Burns and Thibadeau fully rehearsed the dangers of misuse of conditional pleas, 684 F.2d at 1071-73 and 671 F.2d at 79-81, and I will not repeat them here other than to note their complete applicability to the present case. Resolving the admissibility of the initial oral confession is necessary only because of the terms of the conditional plea. Since the evidence as to whether Hall heard and thus understood the Miranda warning was in equipoise, the issue, when unpacked, involves the weight a fourteen year old conviction should carry in determining whether a suspect knows and understands those rights. This is not an issue with an obvious result, and, while Judge Friendly’s opinion is not unpersuasive, it is unprecedented. Since the question arises only because of the conditional plea agreement, I would not reach it.
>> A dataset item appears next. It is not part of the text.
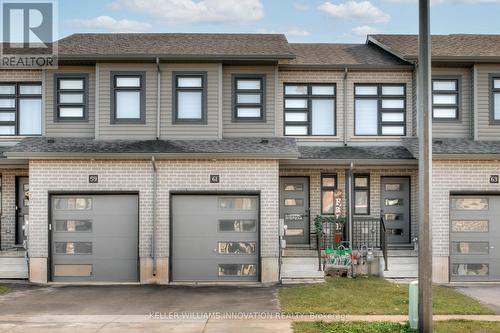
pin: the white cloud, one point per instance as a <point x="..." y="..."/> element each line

. That the majority “strongly endorse[s]” Bums and Thibadeau does not alter the fact that they do not follow them. Acceptance of the plea was of course in Hall’s favor but that observation dodges rather than responds to my point. A plea agreement is always in a defendant’s favor else it would not be executed. In the present case, for example, the agreement enabled Hall to focus his attack upon the weakest link of the government’s case, namely the oral confession. My point is that such agreements ought not be accepted where they allow the parties to structure the issues artificially.